A sempre pessoas que criticam a nossa colonização portuquesa, pelo modo de como se tornou uma colonia de exploração e decorente a isto a metropole ficava cada vez mais rica , e se talvez o tratado de tordesilhas exigise que após a linha imaginaria de Cabo Verde (350 leguas) fossem do lado oeste pertenceria a Portugal e leste a Espanha no caso o Brasil estaria nas terras pertencentes aos espanhóis, séra que a nossa coloniazação séria melhor ? Não iria a ver nehum tratado de methuen , no qual foi consedido entre a Inglaterra e Portugal que pediu para os ingles espulsarem os holoandeses de sua colonia , mas isto obteve um alto preço pois no periodo da meneiração o ouro do Brasil foi para a Inglaterra , uma alta devida que Portugal teve que pagar durante anos .
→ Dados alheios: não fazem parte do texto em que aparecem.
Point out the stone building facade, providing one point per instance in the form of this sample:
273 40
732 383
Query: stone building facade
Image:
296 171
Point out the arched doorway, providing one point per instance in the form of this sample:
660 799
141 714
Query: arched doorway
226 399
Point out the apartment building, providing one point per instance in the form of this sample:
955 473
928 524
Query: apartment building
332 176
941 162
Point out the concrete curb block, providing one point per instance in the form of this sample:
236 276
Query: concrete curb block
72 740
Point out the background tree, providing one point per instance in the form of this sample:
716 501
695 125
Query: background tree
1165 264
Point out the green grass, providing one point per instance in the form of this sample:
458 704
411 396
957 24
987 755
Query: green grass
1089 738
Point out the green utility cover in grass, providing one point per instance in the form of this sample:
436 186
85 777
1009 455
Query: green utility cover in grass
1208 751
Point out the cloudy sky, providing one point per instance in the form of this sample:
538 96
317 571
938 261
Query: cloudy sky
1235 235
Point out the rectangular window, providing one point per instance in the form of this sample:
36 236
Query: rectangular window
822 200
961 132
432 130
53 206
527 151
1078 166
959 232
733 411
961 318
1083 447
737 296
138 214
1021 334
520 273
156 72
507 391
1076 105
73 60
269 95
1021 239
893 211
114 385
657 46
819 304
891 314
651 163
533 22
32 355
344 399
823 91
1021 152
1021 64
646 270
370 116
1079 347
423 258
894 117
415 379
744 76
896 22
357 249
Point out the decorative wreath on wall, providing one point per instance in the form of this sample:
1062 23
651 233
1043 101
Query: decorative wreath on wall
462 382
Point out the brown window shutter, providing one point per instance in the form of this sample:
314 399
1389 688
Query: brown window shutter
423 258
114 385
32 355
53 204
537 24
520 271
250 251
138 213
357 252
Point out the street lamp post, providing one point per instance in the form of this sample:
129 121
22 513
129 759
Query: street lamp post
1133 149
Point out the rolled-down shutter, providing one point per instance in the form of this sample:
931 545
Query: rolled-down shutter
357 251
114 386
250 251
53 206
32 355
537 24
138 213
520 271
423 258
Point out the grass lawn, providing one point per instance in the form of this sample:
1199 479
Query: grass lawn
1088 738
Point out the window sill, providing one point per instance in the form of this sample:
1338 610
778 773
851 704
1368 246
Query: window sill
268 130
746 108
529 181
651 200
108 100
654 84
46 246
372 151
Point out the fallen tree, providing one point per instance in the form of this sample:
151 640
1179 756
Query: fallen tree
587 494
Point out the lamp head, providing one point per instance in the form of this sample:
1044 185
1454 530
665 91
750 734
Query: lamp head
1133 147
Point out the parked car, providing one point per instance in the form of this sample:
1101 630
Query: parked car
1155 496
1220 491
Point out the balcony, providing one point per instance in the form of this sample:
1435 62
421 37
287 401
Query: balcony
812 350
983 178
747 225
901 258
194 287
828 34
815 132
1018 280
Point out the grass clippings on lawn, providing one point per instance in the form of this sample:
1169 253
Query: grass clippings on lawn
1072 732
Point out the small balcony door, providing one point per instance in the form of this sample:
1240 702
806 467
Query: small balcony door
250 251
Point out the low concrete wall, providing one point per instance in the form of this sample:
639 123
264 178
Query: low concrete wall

Mas e se isto tudo não tivesse acontecido e os holandeses tivessem permanecido aqui no brasil ?
Talvez a economia da colonia melhora-se ?
A cultura holandesa no periodo poderia se expandir , ao contario dos portugueses, os holandeses eram curiosos e queriam pesquisar plantas da região , animais , aspectos na vetação
Ai fica a questão qual seria o melhor pais a coloniazar o Brasil a Espnha ou a Holanda ?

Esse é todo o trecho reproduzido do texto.